The one substantial critical review here, rated at three stars, acknowledges that the authors hold all parties accountable but suggests the honesty is only partial. That reviewer’s point, that the authors served as negotiators on opposite sides and may have limited transparency about their own role in the failures they describe, is a legitimate methodological concern. Memoir and analysis are always in tension when the analysts were also participants, and readers should hold that tension in mind throughout.
October 7 as Historical Reenactment
The book’s most striking analytical claim, that Hamas’s onslaught and Israel’s war of destruction were not historical exceptions but historical reenactments, is the kind of framing that provokes strong reaction regardless of where the reader’s sympathies lie. It implies that October 7 and what followed were predictable from the structure of the conflict, not aberrations but logical outcomes of how the situation had been allowed to develop. Whether that interpretation is defensible or whether it inadvertently flattens moral distinctions is something readers will evaluate on their own terms. It is, at minimum, a serious analytical claim that deserves serious engagement rather than dismissal.
Who Should Listen and Who Should Skip
Anyone trying to understand the history of the peace process from the inside should listen to this. It is a ten-and-a-half hour investment that provides something unavailable elsewhere: the perspective of people who were actually in the negotiations, willing to be honest about the failures of their own side as well as others. Listeners who want a single-perspective account that validates their existing view of who is responsible will find this more complicated than they may expect, and more useful for it.
Frequently Asked Questions
Is this book primarily a memoir, a policy analysis, or something between the two?
It is explicitly both. Agha and Malley are drawing on their direct experience in negotiations while using that experience to make analytical arguments about why the process failed. The memoir elements, candid portraits of Arafat, Abbas, Clinton, Obama, and Biden, serve the analytical argument rather than being ends in themselves.

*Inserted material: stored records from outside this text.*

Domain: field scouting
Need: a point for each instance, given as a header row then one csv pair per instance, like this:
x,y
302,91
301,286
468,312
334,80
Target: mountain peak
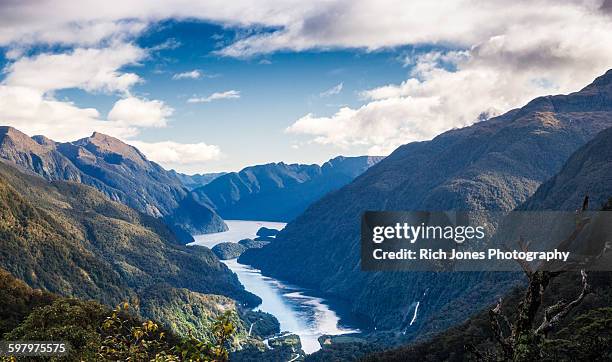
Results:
x,y
100,143
604,81
18,140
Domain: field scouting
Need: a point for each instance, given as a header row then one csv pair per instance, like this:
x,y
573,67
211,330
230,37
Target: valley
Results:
x,y
297,310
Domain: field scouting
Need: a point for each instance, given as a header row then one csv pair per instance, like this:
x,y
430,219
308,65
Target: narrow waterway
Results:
x,y
297,311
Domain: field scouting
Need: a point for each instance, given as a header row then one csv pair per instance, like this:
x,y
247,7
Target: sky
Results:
x,y
208,86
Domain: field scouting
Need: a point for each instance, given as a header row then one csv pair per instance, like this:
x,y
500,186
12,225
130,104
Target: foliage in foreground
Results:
x,y
97,334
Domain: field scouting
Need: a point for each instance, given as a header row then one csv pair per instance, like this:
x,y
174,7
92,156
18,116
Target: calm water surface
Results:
x,y
298,312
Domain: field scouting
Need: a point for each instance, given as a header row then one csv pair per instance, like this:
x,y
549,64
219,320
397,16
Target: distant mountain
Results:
x,y
69,239
587,172
493,165
118,170
198,180
279,191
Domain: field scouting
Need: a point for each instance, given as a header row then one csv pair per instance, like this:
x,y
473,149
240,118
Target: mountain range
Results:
x,y
116,169
279,191
584,332
492,165
70,239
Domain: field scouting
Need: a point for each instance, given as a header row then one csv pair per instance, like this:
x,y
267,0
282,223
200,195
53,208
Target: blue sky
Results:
x,y
275,90
211,86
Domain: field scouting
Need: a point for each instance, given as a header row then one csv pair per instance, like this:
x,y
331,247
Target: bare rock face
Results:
x,y
492,165
118,170
279,191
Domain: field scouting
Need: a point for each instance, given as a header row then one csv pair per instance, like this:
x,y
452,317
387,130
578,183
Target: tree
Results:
x,y
523,339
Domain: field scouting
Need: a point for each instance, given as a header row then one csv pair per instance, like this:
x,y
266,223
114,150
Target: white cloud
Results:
x,y
509,53
91,69
31,112
332,91
178,155
194,74
141,113
231,94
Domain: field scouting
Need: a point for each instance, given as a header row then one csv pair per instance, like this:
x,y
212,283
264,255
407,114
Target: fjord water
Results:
x,y
298,312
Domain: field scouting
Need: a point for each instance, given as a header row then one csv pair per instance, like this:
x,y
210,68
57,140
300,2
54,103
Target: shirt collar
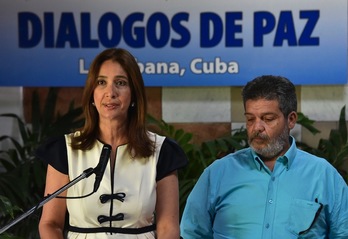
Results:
x,y
287,159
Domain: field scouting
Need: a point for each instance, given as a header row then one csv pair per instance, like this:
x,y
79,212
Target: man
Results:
x,y
271,190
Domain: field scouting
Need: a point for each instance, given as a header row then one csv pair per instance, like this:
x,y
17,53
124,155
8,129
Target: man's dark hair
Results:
x,y
271,87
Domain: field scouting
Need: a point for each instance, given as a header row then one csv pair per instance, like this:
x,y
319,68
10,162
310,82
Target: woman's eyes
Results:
x,y
101,82
118,83
121,83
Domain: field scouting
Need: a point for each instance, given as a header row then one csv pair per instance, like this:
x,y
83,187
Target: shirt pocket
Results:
x,y
303,214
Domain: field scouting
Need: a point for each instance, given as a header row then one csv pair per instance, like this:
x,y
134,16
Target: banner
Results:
x,y
176,43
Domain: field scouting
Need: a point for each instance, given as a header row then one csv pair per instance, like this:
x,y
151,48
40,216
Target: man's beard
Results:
x,y
273,147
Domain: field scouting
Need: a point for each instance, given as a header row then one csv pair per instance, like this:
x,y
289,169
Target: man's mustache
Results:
x,y
258,135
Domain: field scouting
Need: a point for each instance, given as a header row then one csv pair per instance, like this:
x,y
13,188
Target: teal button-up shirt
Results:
x,y
238,197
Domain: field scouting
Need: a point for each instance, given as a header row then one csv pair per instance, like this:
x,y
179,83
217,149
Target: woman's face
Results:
x,y
112,95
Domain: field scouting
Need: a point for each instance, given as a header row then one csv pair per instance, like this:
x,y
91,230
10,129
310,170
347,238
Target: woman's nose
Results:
x,y
111,91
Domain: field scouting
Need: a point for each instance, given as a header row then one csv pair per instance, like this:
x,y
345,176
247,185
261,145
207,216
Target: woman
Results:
x,y
138,193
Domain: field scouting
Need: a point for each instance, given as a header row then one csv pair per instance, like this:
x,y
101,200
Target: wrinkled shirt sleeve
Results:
x,y
197,218
339,214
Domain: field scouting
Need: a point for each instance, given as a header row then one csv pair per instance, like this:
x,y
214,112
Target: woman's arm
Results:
x,y
167,207
52,221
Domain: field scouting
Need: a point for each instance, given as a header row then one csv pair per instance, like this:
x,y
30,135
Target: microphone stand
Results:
x,y
85,174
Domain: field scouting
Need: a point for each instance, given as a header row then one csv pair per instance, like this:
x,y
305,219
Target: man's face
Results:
x,y
268,130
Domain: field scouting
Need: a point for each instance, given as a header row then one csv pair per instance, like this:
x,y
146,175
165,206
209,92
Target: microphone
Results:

Does the book take a political side in the conflict, or does it genuinely hold all parties accountable?
The most substantial reviewer notes that the authors hold all three parties, Israelis, Palestinians, and Americans, accountable for the failure, and describes this as the book’s distinctive quality. The three-star reviewer qualifies that praise by noting the authors’ own involvement in the process creates potential blind spots. The consensus seems to be that the accountability is real but not unlimited.
The book was published after October 7, 2023. Does it read as a retrospective explanation of how that happened?
Explicitly so. The book opens with October 7 and the question of how the hopes of Oslo became what the authors describe as the horrors of the present. The claim that Hamas’s attack was a historical reenactment rather than an exception is the book’s most controversial framing, but it places the event within a structural analysis of the conflict rather than treating it as inexplicable.
How does Imani Jade Powers’s narration handle the analytical and political complexity of the material?
Powers delivers a measured, controlled performance that matches the book’s register. This is not a book that calls for dramatic narration, and she handles the analytical passages with appropriate seriousness. Her pacing gives the material room to land without rushing through complex arguments. The match between narrator and material feels well-considered.